“Don’t believe everything you read.” I learnt this not from my Moroccan schoolteachers or parents. I learnt it from American TV. I heard it on TV a couple of times as a teenager and I never believed everything I read or heard unless there were proofs that sustained those claims.
Unfortunately, many Americans seem to have forgotten this golden rule. In fact, I’m no longer surprised to encounter Americans with unbelievable assumptions and overgeneralizations that they picked up from some magazine or blog post. Running to premature conclusions seems to have become very widespread among Americans nowadays, especially if a degrading piece of news about Islam is what’s making the headlines.

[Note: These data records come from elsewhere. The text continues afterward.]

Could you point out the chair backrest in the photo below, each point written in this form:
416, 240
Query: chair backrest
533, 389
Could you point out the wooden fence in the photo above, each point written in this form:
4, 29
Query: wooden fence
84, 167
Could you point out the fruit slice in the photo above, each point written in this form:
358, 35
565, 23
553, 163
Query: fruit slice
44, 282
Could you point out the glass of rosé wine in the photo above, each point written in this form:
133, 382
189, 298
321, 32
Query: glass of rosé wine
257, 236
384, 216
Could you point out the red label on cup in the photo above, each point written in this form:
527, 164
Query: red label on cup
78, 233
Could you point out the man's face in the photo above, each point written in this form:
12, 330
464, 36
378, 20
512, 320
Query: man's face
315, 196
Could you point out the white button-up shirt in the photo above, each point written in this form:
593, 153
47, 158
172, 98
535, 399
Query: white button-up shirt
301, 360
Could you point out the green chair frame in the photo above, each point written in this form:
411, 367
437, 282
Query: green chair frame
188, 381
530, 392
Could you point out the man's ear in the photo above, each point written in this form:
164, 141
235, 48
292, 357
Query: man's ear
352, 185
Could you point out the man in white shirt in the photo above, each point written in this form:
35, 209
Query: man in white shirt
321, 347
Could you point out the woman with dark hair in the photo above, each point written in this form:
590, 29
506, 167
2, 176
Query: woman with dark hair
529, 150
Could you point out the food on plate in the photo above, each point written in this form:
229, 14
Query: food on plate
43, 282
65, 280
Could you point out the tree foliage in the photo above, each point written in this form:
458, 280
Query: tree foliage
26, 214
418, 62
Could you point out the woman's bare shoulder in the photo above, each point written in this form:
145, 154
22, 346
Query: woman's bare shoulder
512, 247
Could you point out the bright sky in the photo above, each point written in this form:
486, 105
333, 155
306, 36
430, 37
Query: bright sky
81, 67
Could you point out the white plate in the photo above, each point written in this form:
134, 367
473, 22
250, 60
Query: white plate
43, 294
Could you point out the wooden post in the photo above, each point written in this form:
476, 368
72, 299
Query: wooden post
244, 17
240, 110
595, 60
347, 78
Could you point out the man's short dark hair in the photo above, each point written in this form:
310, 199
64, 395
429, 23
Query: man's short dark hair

The latest scandal Western media focused on went viral when some outlets reported that 13 Tunisian girls went to Syria for “Sex Jihad,” where they are reported to have had sexual intercourses with up to 100 men! The girls are now back to Tunisia with bubbled bellies and infected wombs.
Who are these girls? Who sent them to Syria and why? Who’s behind the “Sex Jihad” rumors? Who would benefit from stigmatizing the concept of Jihad and the “Syrian Free Army”? These are all questions that one should ask before jumping to conclusions. Nevertheless, when asked about their assumptions, people say that they believe so because they heard it on the news, or read it somewhere on the Internet! How credible is that? How is it possible for a sane man to send his daughter to a place like Syria for “Sex Jihad?” I wonder where did the American sense of critical thinking disappear.
The least thing one should do when hearing a controversial piece of news is try to measure its validity and credibility by comparing it to what other people, newspapers, TV channels have to say about the same subject. Perspectives matter, and that’s one important point that’s being marginalized in today’s biased media.
Of course, it is understandable that people from different cultures might think differently. However, when it comes to feelings of fatherhood and motherhood, I believe we’re all the same. An Arab father loves his kids as much as an American father loves his kids. YES, Arabs and Muslims can love, too. I bet you don’t hear that very often on Fox News!